Visiting Palestinian President Mahmoud Abbas said on Tuesday that his meeting with U.S. Secretary of State Condoleezza Rice and Israeli Prime Minister Ehud Olmert on Monday was "difficult and tense" but it was not a failure.
"The meeting was difficult and tense, but it was not a failure and it will be followed by other meetings," Abbas told Jordan's Petra news agency after his talks with King Abdullah II.
The three-way summit in Jerusalem ended on Monday, but failed to achieve tangible progress other than a repeated commitment to a two-state solution to Palestinian-Israeli problem.
Abbas said that "Israel may have misunderstood" the agreement reached between two mainstream Palestinian movements of Fatah and Hamas in Saudi Arabia's holy city of Mecca on Feb. 8.

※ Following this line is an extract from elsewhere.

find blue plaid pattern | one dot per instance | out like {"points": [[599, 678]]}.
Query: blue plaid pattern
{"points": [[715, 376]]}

"The agreement is an expression of support for Palestinian interests, but Israel may have misunderstood it", said Abbas, adding that he had told Israel that this agreement was made to protect the unity of the Palestinian people and its national interests.
Leaders of Fatah and Hamas movements agreed in the Mecca agreement to form a national unity government in a bid to end infighting and lift the West's sanctions.
Earlier on Tuesday, Abbas arrived in Amman on the first leg of his Arab and European tour aimed at earning supports for the Mecca agreement. He and Rice, who is also in Amman, held talks with the Jordanian King separately.